«Tres caras», un pausado Jafar Panahi

En Cine y TV 22 November, 2018

Inés Calero

Inés Calero

PERFIL

Como no podía de ser de otro modo, Jafar Panahi vuelve con otra película grabada en la clandestinidad, ya que desde 2010 el gobierno de su país le tiene prohibido filmar y salir de Irán. Tres caras es el cuatro largometraje realizado a escondidas, en el que habla de tres generaciones de actrices en formato de road movie y dónde es difícil de adivinar cómo de ficticios son los misterios que Panahi propone.

Una famosa actriz iraní recibe un vídeo de una joven pidiendo su ayuda para escapar de su familia conservadora. La grabación parece mostrar a Marziyeh, la joven, a punto de ahorcarse en una cueva, mientras la cámara se aleja y el móvil cae al suelo.

El vídeo es suficientemente impactante como para comenzar la película más pausada del director iraní; es imposible no estar ya dentro de la trama. Entonces, la actriz, Behnaz Jafari, pide a su amigo, el cineasta Jafar Panahi, que le ayude a entender si se trata de una manipulación, si existe conflicto en esta película.

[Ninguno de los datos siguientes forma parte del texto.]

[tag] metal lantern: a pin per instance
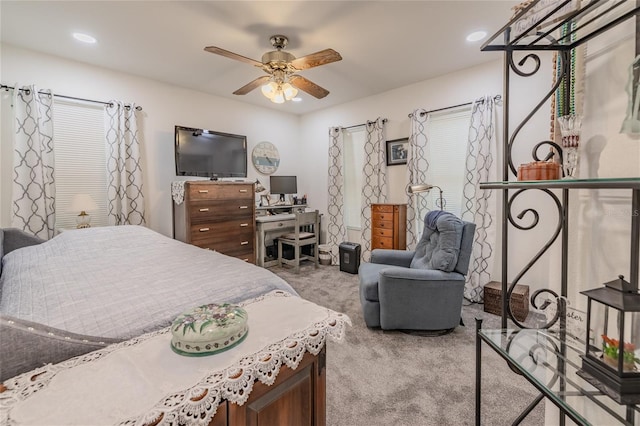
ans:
(612, 362)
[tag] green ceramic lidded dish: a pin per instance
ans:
(209, 329)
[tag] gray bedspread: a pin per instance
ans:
(120, 282)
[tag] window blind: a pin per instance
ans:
(80, 156)
(354, 141)
(448, 133)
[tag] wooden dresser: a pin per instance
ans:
(219, 216)
(389, 226)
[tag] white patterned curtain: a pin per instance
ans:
(417, 167)
(336, 231)
(33, 162)
(374, 180)
(478, 206)
(124, 169)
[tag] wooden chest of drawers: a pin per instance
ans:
(389, 226)
(219, 216)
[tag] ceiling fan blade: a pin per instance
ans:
(322, 57)
(231, 55)
(308, 86)
(250, 86)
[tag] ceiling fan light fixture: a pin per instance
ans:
(270, 89)
(290, 92)
(278, 98)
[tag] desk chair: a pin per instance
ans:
(307, 232)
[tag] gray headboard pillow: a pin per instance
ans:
(28, 345)
(12, 239)
(439, 246)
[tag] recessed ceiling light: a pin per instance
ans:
(476, 36)
(85, 38)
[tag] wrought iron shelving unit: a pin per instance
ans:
(560, 26)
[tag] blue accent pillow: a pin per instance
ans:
(439, 247)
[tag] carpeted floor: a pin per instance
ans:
(385, 378)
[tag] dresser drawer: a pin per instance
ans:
(221, 210)
(382, 232)
(232, 247)
(382, 208)
(381, 242)
(383, 224)
(236, 231)
(377, 217)
(204, 191)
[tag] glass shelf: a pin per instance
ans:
(604, 183)
(539, 26)
(550, 360)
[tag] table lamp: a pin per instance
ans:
(82, 203)
(425, 187)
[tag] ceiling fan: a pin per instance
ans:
(281, 67)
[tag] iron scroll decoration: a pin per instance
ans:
(543, 298)
(560, 302)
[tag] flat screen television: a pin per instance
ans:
(211, 154)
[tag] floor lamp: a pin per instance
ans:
(425, 187)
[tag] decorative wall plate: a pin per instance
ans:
(265, 157)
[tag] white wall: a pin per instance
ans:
(395, 105)
(164, 106)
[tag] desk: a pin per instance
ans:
(277, 224)
(274, 221)
(550, 361)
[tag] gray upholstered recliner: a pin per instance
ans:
(421, 289)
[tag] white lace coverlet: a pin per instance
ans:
(142, 380)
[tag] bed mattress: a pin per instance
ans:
(120, 282)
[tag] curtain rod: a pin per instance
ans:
(109, 104)
(384, 120)
(423, 113)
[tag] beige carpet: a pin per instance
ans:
(391, 378)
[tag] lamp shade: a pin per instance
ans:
(83, 202)
(421, 187)
(424, 187)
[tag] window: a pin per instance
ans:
(448, 134)
(80, 160)
(354, 140)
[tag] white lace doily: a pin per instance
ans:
(177, 191)
(37, 395)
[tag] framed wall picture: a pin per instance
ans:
(397, 151)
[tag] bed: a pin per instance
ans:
(86, 290)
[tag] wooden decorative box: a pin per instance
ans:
(519, 300)
(539, 170)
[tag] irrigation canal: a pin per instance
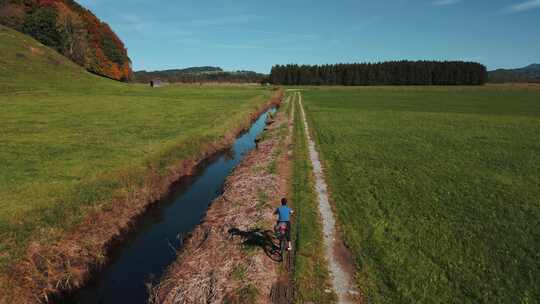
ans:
(144, 255)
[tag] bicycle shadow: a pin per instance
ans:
(259, 238)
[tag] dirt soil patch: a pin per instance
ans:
(232, 257)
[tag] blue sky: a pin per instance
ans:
(256, 34)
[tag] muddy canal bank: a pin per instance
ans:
(230, 257)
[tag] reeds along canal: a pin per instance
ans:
(142, 258)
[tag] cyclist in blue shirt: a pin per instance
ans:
(284, 216)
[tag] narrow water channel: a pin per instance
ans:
(145, 255)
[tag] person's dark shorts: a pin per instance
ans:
(288, 233)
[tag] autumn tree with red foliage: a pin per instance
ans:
(73, 31)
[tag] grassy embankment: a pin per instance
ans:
(310, 273)
(435, 189)
(73, 142)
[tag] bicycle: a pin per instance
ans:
(281, 235)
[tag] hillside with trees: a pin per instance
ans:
(73, 31)
(200, 74)
(385, 73)
(530, 73)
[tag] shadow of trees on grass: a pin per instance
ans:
(259, 238)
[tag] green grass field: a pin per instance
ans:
(69, 139)
(436, 189)
(311, 275)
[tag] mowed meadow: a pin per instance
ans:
(71, 140)
(436, 189)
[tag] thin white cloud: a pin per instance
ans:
(523, 6)
(445, 2)
(227, 20)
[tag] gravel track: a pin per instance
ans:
(342, 281)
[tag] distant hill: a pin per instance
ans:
(73, 31)
(529, 73)
(199, 74)
(28, 66)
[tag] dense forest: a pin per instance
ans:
(71, 30)
(200, 74)
(530, 73)
(385, 73)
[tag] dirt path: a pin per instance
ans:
(340, 266)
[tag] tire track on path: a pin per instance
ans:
(340, 269)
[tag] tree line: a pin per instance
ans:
(73, 31)
(197, 75)
(384, 73)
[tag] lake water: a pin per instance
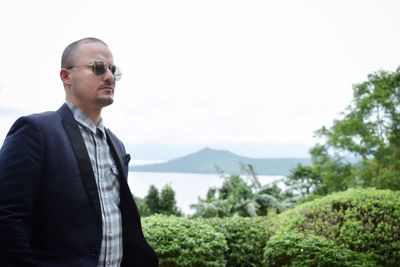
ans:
(187, 186)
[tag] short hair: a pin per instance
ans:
(69, 51)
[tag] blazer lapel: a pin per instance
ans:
(78, 145)
(119, 160)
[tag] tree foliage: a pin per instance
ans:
(369, 131)
(159, 203)
(239, 196)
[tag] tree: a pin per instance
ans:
(368, 131)
(152, 200)
(156, 203)
(238, 196)
(168, 202)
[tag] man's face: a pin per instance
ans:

Tres caras es un viaje literal e introspectivo. Literal, pues es la travesía al noroeste de su país para intentar ayudar a una joven, aspirante a actriz, que espera más de la vida y amenaza con suicidarse. O quizás ya lo ha hecho. Introspectivo y calmado pues todo discurre en paz, con un enfoque que funde la ficción, el documental y el propio universo personal del cineasta.

Y ¿de quiénes son estas tres caras? Es una cuestión abierta. Una es Marziyeh Rezael, el motor de la trama con esa grabación pidiendo ayuda en la cueva, al borde del suicidio. Otra es Behnaz Jafari, que interpreta a sí misma, una actriz famosa que parece estar rodando una película dirigida por la tercera cara conocida de la cinta: la del mismo Jafar Panahi, imperturbable y afable. Pero hay otra cara algo más oculta: la de una actriz de la prerrevolución, que ha acabado de retiro en el pueblo de Marziyeh, donde se dedica a pintar.

Tres caras (Jafar Panahi, 2018)

El metacine vuelve a ser protagonista en este drama, donde los roles de Panahi como director y como actor se diluyen una vez más, convirtiéndose en argumento de su propia auto-filmografía, siempre como por accidente, pero rigurosamente planeado. Con una cámara menos presente de lo que nos tenía acostumbrados en sus anteriores trabajos –donde todo relato se cuestionaba a través de ella–, ahora es la misma realidad la que necesita de la ficción.

La película continúa con su cine urbano y contemporáneo, donde abundan los detalles de la vida. Transcurre de un modo atractivo, a pesar de parecer casi soporífero, entre la incertidumbre del suicidio y la tranquilidad de quien espera en el coche. Panahi crea una parábola inquietante, sin espectáculos, y deja de lado su propio compromiso más humorístico y explícito con la política y la sociedad, como hizo en Esto no es una película (2011) y Taxi Teheran(2015). No obstante el contenido humanista vuelve a ser innegable, lleno de humildad y un profundo respeto por las actrices y por las tradiciones ancestrales que retienen la vida rural. Un homenaje al cine de Kiarostami, que recuerda a El sabor de las cerezas (1997).

Bajo una dirección minimalista, Tres caras es más lírica y se desarrolla en un ambiente algo más libre que sus anteriores cintas. Ya bajo arresto, rodó Esto no es una película, donde aunque todo transcurría entre su casa y el ascensor, supo retratar el mundo en aquel inmenso fuera de campo. En Closed Courtain (2013), el relato ocurría en un piso habitado a medias, abandonado a medias. En Taxi Teherán, la realidad quedaba retratada desde el interior del coche. Otra vez, el encierro era una forma de dibujar lo que está más allá.

Tres caras (Jafar Panahi, 2018)

Con Tres caras, que le valió el premio al Mejor Guion en Cannesex aequo con Lazzaro Feliz, de Alice Rohrwacher–, muestra la realidad más sórdida, esa que está censurada en la cinematografía iraní. Panahi ha convertido su trabajo clandestino en la única forma coherente de explicar el mundo, su mundo. De modo que es un ejercicio casi más de resistencia de que protesta. Quizás es el cine el único modo liberador para Panahi y sólo el cine le ayudará a resistir, aunque sea desde el interior de un coche.